Conflict may occur in any work environment, whether it is in the clinical setting, another department, or another organization. It is important to understand how conflict arises and how conflict is managed through effective communication.
The behavior of a leader has a direct impact on the motivation of his or her team. It is crucial for a leader to understand how his or her behavior and conflict-handling ability impact the care of patients.
Here is a scenario of a leader who is willing to handle conflicts in his or her workplace.
You are promoted to a management position in a small organization. There are four full-time members and three part-time members. You have a department manager currently overseeing the operations. You are excited to begin with your new assignment and have completed orientation. You heard some rumblings from the staff development team, “You have your work cut out for you in this department!” It does not sound promising, yet you are filled with energy, a positive attitude but a bit concerned as you do not want to appear bossy. You lack a bit of confidence since they are seasoned team members and you are new to the organization.

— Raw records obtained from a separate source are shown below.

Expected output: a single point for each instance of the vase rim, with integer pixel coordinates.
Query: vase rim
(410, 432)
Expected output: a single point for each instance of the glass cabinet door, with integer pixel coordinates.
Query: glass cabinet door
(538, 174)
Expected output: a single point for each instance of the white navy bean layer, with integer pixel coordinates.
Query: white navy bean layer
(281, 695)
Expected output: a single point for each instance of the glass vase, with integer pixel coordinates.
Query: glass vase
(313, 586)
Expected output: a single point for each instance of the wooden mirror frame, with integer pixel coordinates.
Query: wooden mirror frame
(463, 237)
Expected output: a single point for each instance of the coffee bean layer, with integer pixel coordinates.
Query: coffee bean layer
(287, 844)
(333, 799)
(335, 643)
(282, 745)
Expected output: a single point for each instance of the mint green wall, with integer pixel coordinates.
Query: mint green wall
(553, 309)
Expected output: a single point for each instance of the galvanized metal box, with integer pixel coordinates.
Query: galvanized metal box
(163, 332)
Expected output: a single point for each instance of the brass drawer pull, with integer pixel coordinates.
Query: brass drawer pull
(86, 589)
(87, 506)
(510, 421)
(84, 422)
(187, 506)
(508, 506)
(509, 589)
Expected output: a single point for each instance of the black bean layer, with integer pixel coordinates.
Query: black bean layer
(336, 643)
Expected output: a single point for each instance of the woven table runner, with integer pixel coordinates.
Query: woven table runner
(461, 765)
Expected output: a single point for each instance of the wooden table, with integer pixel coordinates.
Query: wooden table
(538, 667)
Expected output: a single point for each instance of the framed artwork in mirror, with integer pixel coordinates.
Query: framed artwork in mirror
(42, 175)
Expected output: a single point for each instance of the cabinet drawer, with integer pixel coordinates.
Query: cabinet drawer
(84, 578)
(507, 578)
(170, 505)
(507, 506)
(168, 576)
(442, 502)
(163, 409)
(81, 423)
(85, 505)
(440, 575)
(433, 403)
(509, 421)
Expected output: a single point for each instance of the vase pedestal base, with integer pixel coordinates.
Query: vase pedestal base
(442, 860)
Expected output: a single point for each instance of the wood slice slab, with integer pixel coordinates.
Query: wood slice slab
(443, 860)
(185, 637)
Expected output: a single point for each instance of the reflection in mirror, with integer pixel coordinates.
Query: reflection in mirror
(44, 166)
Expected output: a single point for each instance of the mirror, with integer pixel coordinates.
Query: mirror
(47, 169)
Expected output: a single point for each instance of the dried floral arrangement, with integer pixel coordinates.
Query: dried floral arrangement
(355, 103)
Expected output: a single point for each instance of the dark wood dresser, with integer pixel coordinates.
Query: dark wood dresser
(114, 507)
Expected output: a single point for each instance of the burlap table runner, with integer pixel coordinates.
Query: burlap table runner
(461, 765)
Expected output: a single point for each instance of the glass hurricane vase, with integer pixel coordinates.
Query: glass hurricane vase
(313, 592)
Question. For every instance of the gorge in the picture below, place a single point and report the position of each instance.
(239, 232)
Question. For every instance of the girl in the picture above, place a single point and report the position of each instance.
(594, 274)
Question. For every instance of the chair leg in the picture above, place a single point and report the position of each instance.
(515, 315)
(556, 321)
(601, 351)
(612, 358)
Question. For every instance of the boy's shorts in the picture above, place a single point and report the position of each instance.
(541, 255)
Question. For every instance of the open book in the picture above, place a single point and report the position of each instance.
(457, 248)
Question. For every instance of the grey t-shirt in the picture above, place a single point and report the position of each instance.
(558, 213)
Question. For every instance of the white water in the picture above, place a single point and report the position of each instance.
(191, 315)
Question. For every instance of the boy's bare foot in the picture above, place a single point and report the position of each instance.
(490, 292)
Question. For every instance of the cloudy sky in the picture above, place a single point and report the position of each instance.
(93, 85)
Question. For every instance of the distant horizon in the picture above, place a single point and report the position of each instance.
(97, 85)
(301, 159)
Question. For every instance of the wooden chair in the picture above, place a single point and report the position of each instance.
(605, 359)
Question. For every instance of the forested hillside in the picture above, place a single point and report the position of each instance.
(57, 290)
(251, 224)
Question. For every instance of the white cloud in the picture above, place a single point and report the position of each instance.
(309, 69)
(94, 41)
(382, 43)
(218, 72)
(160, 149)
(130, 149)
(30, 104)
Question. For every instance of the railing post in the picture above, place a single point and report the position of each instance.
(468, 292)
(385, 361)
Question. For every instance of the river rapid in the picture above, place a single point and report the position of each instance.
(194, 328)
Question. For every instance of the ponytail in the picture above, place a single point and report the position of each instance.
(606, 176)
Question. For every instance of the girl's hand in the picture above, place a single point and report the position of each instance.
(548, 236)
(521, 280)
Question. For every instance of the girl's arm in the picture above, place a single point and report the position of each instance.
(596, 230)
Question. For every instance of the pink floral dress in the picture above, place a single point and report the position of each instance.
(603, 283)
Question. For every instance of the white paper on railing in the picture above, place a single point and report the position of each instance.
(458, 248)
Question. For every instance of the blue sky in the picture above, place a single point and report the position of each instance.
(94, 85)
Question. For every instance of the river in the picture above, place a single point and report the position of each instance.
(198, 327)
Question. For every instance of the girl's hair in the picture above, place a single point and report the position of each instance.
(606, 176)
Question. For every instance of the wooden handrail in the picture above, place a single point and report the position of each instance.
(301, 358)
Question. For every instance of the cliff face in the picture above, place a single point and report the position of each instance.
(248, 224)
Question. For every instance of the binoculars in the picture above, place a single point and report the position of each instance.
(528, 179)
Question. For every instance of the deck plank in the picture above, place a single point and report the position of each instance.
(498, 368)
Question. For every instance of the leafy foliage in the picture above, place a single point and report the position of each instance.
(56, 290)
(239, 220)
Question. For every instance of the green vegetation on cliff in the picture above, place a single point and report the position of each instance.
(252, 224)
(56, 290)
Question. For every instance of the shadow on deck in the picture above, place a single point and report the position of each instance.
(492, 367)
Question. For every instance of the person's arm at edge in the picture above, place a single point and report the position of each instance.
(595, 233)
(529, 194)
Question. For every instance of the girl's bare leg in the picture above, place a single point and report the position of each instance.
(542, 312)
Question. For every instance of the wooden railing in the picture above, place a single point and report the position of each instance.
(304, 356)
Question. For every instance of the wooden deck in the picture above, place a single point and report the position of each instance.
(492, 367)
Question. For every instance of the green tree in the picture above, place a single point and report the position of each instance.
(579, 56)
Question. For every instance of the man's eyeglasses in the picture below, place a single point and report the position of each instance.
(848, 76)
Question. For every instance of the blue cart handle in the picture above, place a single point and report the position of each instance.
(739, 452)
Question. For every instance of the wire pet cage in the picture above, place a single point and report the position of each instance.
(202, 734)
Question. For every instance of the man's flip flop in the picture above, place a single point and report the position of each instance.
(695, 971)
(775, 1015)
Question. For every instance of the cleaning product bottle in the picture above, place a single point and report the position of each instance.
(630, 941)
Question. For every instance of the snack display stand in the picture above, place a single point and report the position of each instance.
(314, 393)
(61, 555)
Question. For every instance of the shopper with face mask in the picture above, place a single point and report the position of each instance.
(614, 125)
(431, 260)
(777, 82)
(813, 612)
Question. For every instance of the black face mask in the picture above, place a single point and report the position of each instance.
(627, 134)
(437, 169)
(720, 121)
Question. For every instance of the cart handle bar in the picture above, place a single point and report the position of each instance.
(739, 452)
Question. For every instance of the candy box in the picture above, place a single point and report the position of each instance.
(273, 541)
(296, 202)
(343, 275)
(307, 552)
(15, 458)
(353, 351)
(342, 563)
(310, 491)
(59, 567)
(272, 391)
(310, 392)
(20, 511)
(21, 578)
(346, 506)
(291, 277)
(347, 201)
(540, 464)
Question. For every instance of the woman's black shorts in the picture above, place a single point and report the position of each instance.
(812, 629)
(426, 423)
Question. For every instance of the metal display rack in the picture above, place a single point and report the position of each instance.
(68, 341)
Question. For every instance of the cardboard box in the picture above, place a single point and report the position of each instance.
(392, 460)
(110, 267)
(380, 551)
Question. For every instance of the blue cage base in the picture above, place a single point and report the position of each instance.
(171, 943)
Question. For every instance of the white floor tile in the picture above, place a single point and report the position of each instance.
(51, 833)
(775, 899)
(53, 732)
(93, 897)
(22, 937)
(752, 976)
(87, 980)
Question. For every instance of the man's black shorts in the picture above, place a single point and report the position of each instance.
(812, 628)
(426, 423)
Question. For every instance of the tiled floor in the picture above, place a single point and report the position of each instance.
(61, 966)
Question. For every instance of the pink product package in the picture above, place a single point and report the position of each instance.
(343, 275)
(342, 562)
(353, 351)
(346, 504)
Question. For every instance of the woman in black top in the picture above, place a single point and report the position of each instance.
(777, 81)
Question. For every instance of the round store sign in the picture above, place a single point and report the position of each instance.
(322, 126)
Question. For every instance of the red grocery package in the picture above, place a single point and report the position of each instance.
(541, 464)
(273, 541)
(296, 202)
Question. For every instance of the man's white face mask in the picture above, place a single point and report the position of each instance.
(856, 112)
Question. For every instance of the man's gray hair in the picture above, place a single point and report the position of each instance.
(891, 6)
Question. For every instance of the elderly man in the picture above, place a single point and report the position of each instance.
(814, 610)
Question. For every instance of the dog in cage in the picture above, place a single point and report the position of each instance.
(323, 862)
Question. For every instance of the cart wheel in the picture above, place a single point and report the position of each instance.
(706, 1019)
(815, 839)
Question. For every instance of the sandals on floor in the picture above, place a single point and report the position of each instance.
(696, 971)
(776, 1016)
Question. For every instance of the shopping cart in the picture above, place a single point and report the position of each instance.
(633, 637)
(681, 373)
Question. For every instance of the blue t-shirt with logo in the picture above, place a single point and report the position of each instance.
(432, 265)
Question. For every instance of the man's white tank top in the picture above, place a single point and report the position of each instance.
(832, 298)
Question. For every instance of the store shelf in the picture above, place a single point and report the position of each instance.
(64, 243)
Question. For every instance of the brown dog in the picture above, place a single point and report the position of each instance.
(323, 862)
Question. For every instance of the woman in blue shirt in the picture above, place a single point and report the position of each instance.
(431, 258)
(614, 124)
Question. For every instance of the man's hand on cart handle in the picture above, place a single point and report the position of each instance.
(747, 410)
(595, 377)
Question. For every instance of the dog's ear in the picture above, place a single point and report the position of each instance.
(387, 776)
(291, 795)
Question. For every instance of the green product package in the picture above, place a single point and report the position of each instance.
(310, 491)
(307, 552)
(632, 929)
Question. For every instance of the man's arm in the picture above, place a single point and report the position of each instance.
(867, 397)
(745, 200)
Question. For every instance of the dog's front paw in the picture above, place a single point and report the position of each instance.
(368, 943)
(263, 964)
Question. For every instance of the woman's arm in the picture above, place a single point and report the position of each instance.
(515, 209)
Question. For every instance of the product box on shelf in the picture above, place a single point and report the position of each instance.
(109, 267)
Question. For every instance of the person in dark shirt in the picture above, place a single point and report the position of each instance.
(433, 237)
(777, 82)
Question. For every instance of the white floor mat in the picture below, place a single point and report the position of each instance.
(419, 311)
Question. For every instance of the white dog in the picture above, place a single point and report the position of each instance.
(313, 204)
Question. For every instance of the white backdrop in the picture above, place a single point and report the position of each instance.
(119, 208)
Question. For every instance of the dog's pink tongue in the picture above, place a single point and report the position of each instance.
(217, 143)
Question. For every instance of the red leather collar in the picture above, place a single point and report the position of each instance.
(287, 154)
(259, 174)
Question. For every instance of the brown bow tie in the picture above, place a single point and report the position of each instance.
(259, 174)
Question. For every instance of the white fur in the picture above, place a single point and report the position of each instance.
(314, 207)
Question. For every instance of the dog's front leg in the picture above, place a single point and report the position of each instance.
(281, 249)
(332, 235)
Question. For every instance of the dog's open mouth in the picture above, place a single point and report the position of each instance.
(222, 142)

Once you begin your first day, you decide to meet with everyone as a group and individually over the next few days. What you are uncovering is disturbing and you quickly realize that the team members have lots of conflicts within the department. In a nutshell, this is what you have discovered:
- The department manager thinks she is in charge since clients, customers, or patients have specialized needs. She is stern faced and does not seem to smile, yet she does not admit it is her or her department’s fault if there is an error. She seems to enjoy the increasing conflict among the unit as it takes any “pressure” off her and she can continue to “tell people what to do.”
- Two full-time administrative staff members do not like each other and refuse to work together. One feels the other cooks “strange food” and cannot understand her when she speaks, and she is too quiet. The other staff member feels the first one is too outspoken and not gracious and hurries through her assignments. They share a small office and their work is critical to the success of the organization as they oversee all billing, accounts payable and receivable, and schedule the large projects and services to other organizations. The rest of the staff members avoid going to this office as the tension is clearly increased in this room.
- The part-time staff feel they are not being offered any extra shifts and sometimes they are asked not to come to work if the day is slow. They feel they are not valued and are demotivated by less pay. This is a critical time for them due to the economy crisis. When they are at work, they often bring their home problems with them and seem stressed when they have to work with the other team members.
Answer the following questions:
- How will you address each area and improve understanding, collaboration, motivation, and positive attitude?
- How does emotional intelligence play a role in encouraging the staff to cooperate and to be willing to make behavior changes?
- What behavior theory will you research to develop your thoughts when you speak to each staff member?
- How important is decreasing overall conflict in the workplace?
- How can you develop a win-win approach?